When it comes to foreign policy and national security, Rudy Giuliani is in an untenable position: he’s inexplicably decided to base his entire presidential campaign on subjects he knows nothing about. At some point over the last six years, Giuliani got it in his head that being the mayor of a city attacked by terrorists necessarily makes that person an expert on keeping Americans safe.
With surprising frequency, Giuliani struggles to hide his ignorance about his signature issue. He can’t answer policy questions coherently, he can’t debate the issues persuasively, and he can’t explain his beliefs rationally. Indeed, most of the time, Giuliani is an embarrassment to himself, though he’s a little too arrogant to realize it, and GOP primary voters are a little too gullible to question it.
As it turns out, however, Giuliani’s campaign has come to realize that if their candidate is going to be taken seriously, they’ll have to do what Giuliani can’t: describe a foreign policy platform that he would implement if elected. The result is this article in Foreign Affairs, the magazine of the Council on Foreign Relations.
Now, from the outset, let’s recognize that the Giuliani campaign considers this an important article. Its contents are not just off-the-cuff remarks made an unprepared and inexperienced candidate; this is an article ghost-written by a presidential candidate’s top foreign policy advisors (all of whom are neocons). It’s safe to assume that a large team of trusted aides went over the piece with a fine-tooth comb, making sure it reflects exactly what Giuliani would do as president.
And after having read the piece, I can safely say that Giuliani is as nutty as a fruitcake. His approach to foreign policy is spectacularly dangerous, irresponsible, and stupid. Imagine Dick Cheney with a loaded gun in one hand, and an empty bottle of antidepressants in the other, and you can start to get the idea.
I don’t want to reinvent the wheel here, so I’ll point to a couple of my favorites takes on the Giuliani piece from others.
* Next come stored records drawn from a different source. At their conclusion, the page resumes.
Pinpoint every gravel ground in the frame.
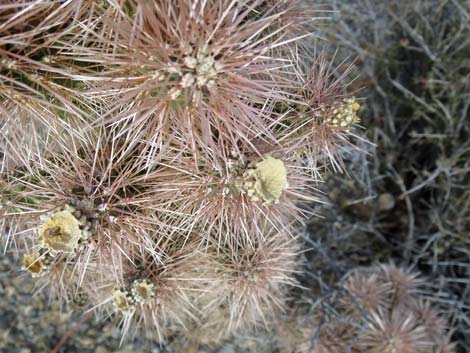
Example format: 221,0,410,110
0,254,273,353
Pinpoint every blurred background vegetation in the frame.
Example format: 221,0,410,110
0,0,470,353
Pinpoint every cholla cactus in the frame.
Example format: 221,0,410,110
297,265,455,353
0,0,368,341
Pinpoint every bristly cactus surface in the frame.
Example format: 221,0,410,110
0,0,456,353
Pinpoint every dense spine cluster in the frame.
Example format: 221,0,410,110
0,0,452,346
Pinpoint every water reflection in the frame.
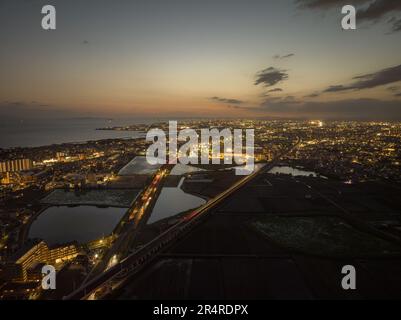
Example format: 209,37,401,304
29,206,127,245
148,178,206,224
269,166,320,177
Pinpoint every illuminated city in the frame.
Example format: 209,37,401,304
0,0,401,304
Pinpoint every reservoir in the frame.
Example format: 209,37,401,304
29,206,127,245
148,178,206,224
269,166,318,177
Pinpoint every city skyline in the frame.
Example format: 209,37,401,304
0,0,401,120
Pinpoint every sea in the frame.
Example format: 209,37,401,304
0,118,155,149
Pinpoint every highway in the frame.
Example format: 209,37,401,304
64,138,300,300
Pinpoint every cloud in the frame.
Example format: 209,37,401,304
267,88,283,93
358,0,401,21
304,93,320,98
209,97,244,104
296,0,370,9
260,99,401,120
296,0,401,33
324,65,401,92
387,86,400,92
273,53,295,59
254,67,288,87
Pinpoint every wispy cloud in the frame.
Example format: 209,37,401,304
296,0,370,9
296,0,401,33
259,99,401,120
208,97,244,104
273,53,295,60
324,65,401,92
254,67,288,87
267,88,283,93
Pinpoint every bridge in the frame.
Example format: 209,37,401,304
64,138,300,300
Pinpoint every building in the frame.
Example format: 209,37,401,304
0,159,33,172
5,241,79,282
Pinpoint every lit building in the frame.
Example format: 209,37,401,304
0,159,33,172
5,241,79,282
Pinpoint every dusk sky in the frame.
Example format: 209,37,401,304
0,0,401,120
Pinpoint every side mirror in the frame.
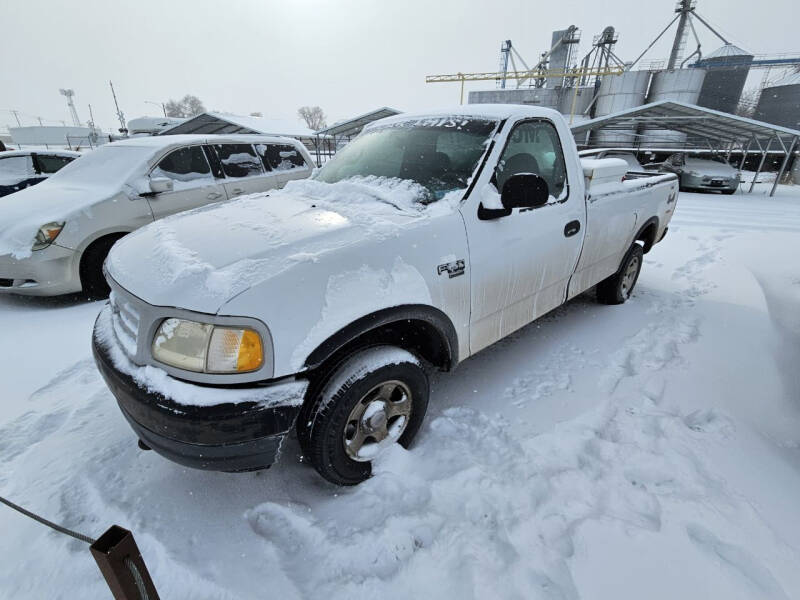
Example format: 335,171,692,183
150,177,172,194
500,173,550,209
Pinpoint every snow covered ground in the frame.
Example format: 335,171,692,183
0,184,800,600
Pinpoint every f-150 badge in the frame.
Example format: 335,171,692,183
437,259,466,279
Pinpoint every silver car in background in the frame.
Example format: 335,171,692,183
661,152,740,194
0,135,314,298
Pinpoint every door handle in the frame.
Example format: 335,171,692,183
564,221,581,237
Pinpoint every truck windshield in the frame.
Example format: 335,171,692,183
315,117,498,203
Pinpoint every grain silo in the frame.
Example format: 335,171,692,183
593,71,650,146
642,69,706,148
558,85,594,119
697,44,753,113
753,71,800,129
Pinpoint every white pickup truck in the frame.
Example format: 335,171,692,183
93,105,678,485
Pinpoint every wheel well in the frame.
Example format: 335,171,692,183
297,316,458,444
78,231,127,280
633,219,658,254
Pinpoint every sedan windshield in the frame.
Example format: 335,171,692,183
315,117,498,203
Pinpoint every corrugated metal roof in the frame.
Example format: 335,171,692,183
767,71,800,89
703,44,752,60
317,106,400,136
161,112,316,138
571,100,800,147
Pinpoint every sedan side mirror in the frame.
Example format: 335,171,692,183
500,173,550,209
150,177,172,194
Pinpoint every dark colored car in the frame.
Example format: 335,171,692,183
661,152,740,194
0,150,80,197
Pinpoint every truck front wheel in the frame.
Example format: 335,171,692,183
597,244,644,304
308,346,429,485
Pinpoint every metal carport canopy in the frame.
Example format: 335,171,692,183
571,100,800,195
317,106,400,137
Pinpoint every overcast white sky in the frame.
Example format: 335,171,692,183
0,0,800,130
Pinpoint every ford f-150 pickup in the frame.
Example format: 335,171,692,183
93,105,678,485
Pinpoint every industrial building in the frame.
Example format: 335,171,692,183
427,0,800,159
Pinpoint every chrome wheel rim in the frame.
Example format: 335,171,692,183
622,256,639,298
342,379,412,462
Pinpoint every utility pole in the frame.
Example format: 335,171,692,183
667,0,694,71
58,89,81,127
108,81,128,133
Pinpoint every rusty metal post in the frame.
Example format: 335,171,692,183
89,525,159,600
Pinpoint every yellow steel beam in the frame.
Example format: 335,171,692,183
425,67,625,83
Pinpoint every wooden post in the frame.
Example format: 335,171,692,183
89,525,159,600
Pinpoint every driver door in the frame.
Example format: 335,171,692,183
463,119,585,353
147,145,226,219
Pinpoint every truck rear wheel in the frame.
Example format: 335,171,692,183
597,244,644,304
307,346,429,485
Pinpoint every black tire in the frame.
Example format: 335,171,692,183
304,346,430,485
597,244,644,304
79,235,122,300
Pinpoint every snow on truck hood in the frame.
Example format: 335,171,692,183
106,178,452,313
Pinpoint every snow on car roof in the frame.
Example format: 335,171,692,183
111,134,302,148
0,148,81,158
364,104,561,129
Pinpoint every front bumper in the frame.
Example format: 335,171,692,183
0,244,81,296
92,328,300,472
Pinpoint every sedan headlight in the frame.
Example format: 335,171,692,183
153,319,264,373
32,223,64,250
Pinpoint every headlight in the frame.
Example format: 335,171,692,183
32,223,64,250
153,319,264,373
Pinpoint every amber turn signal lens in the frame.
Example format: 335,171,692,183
236,329,264,372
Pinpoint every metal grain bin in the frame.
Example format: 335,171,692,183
641,69,706,148
593,71,650,146
558,85,594,119
753,72,800,129
697,44,753,113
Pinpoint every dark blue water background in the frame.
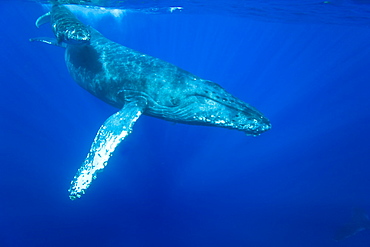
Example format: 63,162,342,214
0,1,370,247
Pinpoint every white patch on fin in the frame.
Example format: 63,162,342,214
30,37,67,48
35,12,51,28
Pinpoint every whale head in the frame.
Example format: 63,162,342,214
149,78,271,136
188,95,271,136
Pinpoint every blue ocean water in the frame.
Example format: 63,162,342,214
0,0,370,247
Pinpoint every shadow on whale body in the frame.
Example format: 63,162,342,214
31,5,271,200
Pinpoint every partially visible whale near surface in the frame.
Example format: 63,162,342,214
30,4,271,200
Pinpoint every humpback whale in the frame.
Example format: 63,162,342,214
30,4,271,200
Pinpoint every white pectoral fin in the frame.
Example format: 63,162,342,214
69,100,146,200
35,12,51,27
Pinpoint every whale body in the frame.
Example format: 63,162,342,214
31,5,271,200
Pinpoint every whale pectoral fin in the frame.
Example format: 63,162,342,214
35,12,51,28
30,37,67,48
68,99,146,200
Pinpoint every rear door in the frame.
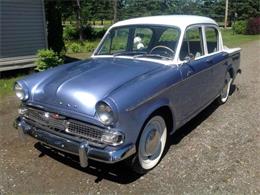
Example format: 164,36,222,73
179,26,212,120
204,26,228,98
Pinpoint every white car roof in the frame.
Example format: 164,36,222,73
111,15,218,29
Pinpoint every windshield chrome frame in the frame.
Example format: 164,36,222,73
91,24,182,61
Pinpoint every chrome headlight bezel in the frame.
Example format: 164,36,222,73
14,82,29,101
96,101,116,126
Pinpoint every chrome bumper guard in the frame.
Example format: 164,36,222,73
14,117,136,167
First up, Yglesias:
Giuliani thinks that “we must understand that our enemies are emboldened by signs of weakness” so any expressed desire to cut deals actually undermines our safety and invites attack. The result is a chilling vision of a world where peace can only be achieved through American military domination. […]
This has been the kind of thinking that’s animated the Bush administration at its very worst moments. You get the immediate problem that America’s military edge can be countered by nuclear weapons. So it becomes very important to prevent countries from getting nuclear weapons. This can’t be done through the UN-backed process of the Non-Proliferation Treaty and international law, or even through diplomacy more generally, because that would signal weakness. The only tools available are coercion — military and economic. Of course, signaling an American desire to invade lots of countries only makes other countries more eager to get nuclear bombs. What’s needed, then, is a credible threat to fight a whole series of wars.
James Joyner, meanwhile, (a conservative who used to support Giuliani’s candidacy) described the former mayor as “batshit insane.”
The more I hear and read, though, the more I think Giuliani is either a charlatan or a simpleton. Either he’s lying to us and we therefore have no idea what his foreign policy will be or, worse, this is what he really thinks. […]
Essentially, he wants to massively increase a defense budget that already spends more than the rest of the countries on the planet combined so as to buy more submarines and anti-missile systems to protect us against a land-based guerrilla movement. We’re then going to use that military to go in, apparently, to topple every regime we don’t like and to wipe out every instance of non-democratic badness and spend decades occupying those countries. All, of course, while winning friends and influencing people.
I’ve seen some analyses suggest that Giuliani would be a continuation of the Bush policy. That’s false. Giuliani seems to believe that Bush has been weak and compliant, and what we really need is to be far more forceful in opposing diplomacy, using force, beating allies into submission, and leading through fear.
It’s impossible to excerpt — the piece needs to be read to be appreciated, but like Jim Henley, I was struck by this one sentence from Giuliani’s article:
Aspiring dictators sometimes win elections, and elected leaders sometimes govern badly and threaten their neighbors.
Giuliani seems to have missed the irony.